Repost from @technomancy@icosahedron.website

Alt text:

Stop doing Discord

  • capitalists were not supposed to own your community
  • Years of hanging out yet no real-world use found for sending your private data to be sold to advertisers
  • Wanted to leak private data anyway for a laugh? We had a tool for that; it was called “turning off ublock origin”
  • “Yes please search our chat archive for answers to your question. it will certainly remain up forever and not get deleted when the shareholders realize it’s not profitable” statements dreamed up by the utterly deranged

Look at what discord admins have been demanding your respect for all this time:

  • task manager screenshot, discord using 97% of CPU
  • discord making too many automated requests and getting throttled
  • crash screenshot

“3rd-party client? lifetime ban”

They have played us for absolute fools

Based on this image macro

  • I recently was setting up Synapse on my NAS, and installed Element, which had a login I’d previously used on the main Matrix server. I stared at my nearly-empty window looking for anything that might guide me to get some information, find some channels… SOMETHING.

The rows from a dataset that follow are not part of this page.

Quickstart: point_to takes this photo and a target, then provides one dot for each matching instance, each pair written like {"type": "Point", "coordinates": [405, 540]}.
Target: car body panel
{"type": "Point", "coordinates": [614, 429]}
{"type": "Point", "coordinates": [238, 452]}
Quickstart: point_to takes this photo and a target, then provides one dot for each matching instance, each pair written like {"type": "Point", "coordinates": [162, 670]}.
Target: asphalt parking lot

    On Discord, once I’m on a server, I immediately have channels. And there’s a list of servers along the left side that I’ve joined.

    AFAICT, you have to search for chat rooms yourself (or have links from elsewhere, I imagine?).

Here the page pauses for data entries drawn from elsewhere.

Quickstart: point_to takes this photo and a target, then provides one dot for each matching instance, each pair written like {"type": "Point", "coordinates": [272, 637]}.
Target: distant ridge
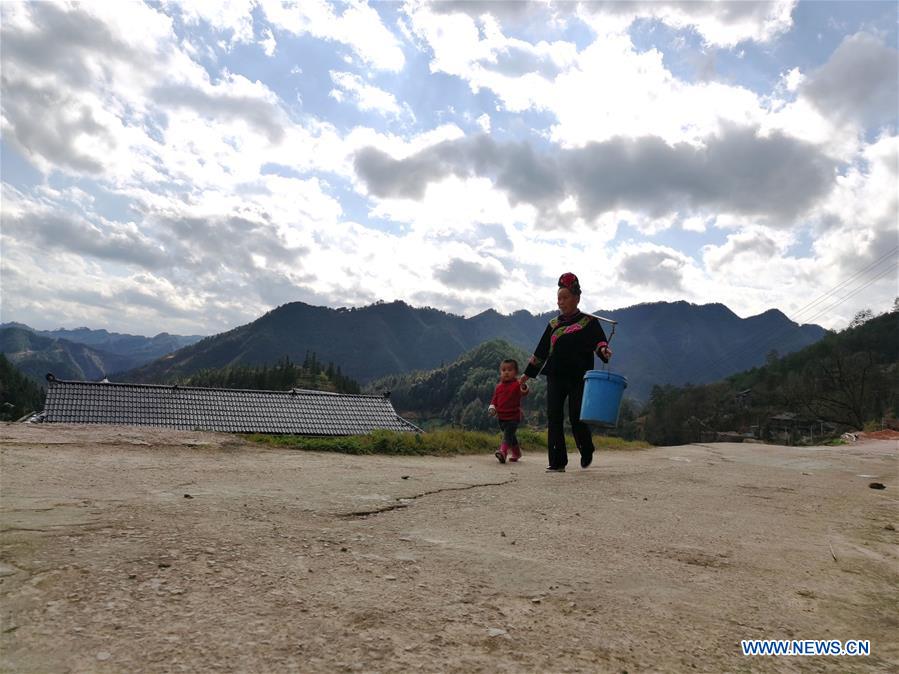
{"type": "Point", "coordinates": [82, 353]}
{"type": "Point", "coordinates": [655, 343]}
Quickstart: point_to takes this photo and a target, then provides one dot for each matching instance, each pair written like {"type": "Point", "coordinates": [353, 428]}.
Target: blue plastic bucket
{"type": "Point", "coordinates": [602, 398]}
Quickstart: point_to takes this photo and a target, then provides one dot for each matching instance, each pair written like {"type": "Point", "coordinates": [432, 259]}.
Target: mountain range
{"type": "Point", "coordinates": [82, 353]}
{"type": "Point", "coordinates": [656, 343]}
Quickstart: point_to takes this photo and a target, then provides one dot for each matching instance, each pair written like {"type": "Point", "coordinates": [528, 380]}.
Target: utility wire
{"type": "Point", "coordinates": [750, 344]}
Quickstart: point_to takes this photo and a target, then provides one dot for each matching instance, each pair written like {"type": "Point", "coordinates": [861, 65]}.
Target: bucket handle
{"type": "Point", "coordinates": [613, 323]}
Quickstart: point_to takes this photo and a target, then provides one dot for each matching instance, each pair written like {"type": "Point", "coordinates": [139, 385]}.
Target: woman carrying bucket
{"type": "Point", "coordinates": [564, 354]}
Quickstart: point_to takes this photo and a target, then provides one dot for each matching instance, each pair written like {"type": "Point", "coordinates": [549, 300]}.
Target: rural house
{"type": "Point", "coordinates": [296, 411]}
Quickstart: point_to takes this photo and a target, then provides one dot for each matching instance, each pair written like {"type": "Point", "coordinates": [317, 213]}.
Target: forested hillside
{"type": "Point", "coordinates": [657, 343]}
{"type": "Point", "coordinates": [845, 381]}
{"type": "Point", "coordinates": [19, 395]}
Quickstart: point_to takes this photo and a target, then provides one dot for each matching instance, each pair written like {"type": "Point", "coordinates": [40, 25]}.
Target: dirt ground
{"type": "Point", "coordinates": [134, 550]}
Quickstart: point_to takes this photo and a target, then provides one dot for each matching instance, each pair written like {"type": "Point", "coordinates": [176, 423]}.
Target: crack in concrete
{"type": "Point", "coordinates": [404, 501]}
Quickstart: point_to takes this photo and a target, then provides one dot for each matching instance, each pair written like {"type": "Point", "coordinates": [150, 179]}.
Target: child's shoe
{"type": "Point", "coordinates": [501, 453]}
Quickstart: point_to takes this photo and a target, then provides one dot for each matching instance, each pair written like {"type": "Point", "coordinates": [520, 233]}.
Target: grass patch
{"type": "Point", "coordinates": [438, 442]}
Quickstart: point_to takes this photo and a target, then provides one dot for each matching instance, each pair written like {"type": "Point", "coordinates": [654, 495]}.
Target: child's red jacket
{"type": "Point", "coordinates": [507, 400]}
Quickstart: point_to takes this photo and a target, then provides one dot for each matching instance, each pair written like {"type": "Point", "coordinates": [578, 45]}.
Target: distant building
{"type": "Point", "coordinates": [297, 411]}
{"type": "Point", "coordinates": [790, 428]}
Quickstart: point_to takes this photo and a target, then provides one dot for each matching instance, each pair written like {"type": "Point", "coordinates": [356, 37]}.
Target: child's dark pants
{"type": "Point", "coordinates": [509, 429]}
{"type": "Point", "coordinates": [557, 389]}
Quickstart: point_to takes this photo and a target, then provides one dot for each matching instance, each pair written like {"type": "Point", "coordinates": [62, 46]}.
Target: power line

    And while that’s not hard, it’s very much indirect and inconvenient.

    If I convince someone to join me over on a Matrix chat server and they make an account and then all they see is an empty chat with a “Look for rooms” button, that’s a lot of work to get started.

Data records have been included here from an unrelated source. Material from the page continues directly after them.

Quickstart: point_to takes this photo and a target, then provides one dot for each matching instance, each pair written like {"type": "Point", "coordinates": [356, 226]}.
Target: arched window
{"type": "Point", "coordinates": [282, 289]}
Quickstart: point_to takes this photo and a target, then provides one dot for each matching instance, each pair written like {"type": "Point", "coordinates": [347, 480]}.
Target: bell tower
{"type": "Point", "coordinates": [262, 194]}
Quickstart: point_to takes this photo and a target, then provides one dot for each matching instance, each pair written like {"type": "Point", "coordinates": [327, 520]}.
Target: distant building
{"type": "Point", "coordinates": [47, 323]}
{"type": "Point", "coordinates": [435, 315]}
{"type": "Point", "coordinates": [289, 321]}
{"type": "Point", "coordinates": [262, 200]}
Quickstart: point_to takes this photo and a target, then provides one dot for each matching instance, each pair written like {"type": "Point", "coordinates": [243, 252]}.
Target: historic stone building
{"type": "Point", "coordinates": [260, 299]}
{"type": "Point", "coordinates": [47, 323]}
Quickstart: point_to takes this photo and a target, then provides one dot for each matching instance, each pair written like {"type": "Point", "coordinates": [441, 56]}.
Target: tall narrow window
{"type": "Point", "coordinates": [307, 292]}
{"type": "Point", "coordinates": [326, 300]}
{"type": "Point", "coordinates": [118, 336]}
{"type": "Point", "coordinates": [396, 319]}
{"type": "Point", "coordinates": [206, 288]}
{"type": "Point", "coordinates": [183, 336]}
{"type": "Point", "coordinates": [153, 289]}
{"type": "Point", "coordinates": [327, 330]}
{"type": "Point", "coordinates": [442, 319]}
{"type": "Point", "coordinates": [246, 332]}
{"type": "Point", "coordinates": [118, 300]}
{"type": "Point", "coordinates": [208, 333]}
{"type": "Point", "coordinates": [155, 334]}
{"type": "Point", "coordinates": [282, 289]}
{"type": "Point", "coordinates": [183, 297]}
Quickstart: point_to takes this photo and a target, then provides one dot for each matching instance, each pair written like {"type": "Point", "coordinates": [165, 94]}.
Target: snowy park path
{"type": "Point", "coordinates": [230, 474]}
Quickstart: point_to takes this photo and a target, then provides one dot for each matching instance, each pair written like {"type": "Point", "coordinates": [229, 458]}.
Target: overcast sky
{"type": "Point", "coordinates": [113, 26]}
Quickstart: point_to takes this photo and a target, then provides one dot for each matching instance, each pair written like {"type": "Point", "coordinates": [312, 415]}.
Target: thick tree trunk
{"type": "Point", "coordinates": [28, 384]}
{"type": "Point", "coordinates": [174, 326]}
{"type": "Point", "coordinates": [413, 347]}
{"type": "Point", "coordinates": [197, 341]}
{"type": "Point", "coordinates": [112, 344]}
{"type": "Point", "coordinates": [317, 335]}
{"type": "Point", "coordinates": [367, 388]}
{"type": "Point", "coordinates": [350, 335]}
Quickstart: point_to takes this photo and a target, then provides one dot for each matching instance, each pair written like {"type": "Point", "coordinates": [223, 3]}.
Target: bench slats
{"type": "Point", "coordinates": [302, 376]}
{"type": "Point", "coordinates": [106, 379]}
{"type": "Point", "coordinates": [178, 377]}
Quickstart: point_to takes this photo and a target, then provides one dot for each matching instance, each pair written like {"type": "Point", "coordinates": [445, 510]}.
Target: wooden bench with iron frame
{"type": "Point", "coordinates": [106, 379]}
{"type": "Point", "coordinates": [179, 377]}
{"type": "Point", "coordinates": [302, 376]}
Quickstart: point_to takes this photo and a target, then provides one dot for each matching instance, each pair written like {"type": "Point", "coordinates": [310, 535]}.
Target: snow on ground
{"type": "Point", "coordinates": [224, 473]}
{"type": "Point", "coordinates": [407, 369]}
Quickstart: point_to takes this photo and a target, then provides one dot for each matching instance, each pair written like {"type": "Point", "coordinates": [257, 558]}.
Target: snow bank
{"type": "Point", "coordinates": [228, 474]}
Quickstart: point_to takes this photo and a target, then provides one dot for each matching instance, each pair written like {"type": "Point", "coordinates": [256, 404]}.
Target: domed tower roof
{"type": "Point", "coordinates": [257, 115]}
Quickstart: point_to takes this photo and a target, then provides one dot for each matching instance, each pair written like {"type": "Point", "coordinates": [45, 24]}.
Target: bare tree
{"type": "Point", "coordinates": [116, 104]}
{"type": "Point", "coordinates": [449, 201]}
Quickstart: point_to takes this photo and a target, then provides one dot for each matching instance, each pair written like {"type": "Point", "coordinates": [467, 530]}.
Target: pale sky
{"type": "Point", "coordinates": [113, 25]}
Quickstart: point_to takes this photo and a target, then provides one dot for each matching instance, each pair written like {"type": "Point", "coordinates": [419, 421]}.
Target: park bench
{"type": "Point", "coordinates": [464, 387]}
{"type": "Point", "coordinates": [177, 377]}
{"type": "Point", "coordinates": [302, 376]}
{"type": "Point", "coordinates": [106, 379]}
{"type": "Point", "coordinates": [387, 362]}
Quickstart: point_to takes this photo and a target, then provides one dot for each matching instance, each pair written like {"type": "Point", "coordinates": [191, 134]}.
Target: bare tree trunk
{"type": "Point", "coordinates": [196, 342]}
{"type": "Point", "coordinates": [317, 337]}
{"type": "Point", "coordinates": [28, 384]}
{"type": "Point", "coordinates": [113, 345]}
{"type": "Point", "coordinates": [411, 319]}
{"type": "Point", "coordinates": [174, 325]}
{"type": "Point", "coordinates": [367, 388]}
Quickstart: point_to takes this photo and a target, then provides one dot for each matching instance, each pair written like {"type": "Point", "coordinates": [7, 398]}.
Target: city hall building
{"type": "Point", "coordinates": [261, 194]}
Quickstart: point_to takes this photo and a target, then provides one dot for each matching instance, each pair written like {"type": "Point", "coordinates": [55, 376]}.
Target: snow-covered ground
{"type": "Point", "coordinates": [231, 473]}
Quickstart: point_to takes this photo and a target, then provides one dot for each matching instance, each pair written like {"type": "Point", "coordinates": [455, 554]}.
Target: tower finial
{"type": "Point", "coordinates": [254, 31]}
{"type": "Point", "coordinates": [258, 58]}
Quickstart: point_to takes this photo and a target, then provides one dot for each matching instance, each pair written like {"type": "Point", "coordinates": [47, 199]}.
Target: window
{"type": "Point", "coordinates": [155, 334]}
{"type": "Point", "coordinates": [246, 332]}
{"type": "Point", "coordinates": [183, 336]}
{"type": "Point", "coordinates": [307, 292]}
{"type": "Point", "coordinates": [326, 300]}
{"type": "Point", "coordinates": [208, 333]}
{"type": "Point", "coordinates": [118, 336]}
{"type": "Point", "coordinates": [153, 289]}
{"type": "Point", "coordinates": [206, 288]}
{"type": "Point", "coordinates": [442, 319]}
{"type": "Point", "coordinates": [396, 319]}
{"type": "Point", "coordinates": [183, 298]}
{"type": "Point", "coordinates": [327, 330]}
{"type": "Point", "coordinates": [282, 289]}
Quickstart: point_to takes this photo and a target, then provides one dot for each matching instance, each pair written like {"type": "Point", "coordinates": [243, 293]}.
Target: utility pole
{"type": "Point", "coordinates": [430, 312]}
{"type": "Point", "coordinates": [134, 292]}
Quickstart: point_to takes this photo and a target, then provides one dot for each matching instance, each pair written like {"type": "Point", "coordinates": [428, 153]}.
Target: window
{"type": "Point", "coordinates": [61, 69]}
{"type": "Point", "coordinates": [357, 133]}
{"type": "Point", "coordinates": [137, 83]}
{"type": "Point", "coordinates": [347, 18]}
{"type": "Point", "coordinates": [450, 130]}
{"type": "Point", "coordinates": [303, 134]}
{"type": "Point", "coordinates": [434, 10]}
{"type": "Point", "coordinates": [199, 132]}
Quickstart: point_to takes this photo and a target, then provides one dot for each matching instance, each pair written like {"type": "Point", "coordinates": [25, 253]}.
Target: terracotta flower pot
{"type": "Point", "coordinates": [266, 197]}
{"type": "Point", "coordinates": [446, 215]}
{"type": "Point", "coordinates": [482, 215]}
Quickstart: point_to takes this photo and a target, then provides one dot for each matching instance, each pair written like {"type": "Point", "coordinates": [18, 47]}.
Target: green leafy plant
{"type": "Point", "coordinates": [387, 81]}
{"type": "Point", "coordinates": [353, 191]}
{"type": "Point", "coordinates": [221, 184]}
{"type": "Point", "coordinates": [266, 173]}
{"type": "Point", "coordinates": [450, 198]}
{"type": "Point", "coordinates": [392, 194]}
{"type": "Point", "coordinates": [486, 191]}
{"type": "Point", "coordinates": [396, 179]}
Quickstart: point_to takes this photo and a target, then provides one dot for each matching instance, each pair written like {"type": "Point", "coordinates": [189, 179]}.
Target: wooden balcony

    Also, I don’t see any way to have specific communities to join which come with a set of rooms already, which is one of the biggest benefits IMO of Discord – the sense of a “community” of discussions.

    And it may be that these things do all exist already; but the fact that I don’t just see them and can use them out the gate without research… that’s a major hurdle to ask people to overcome for most users.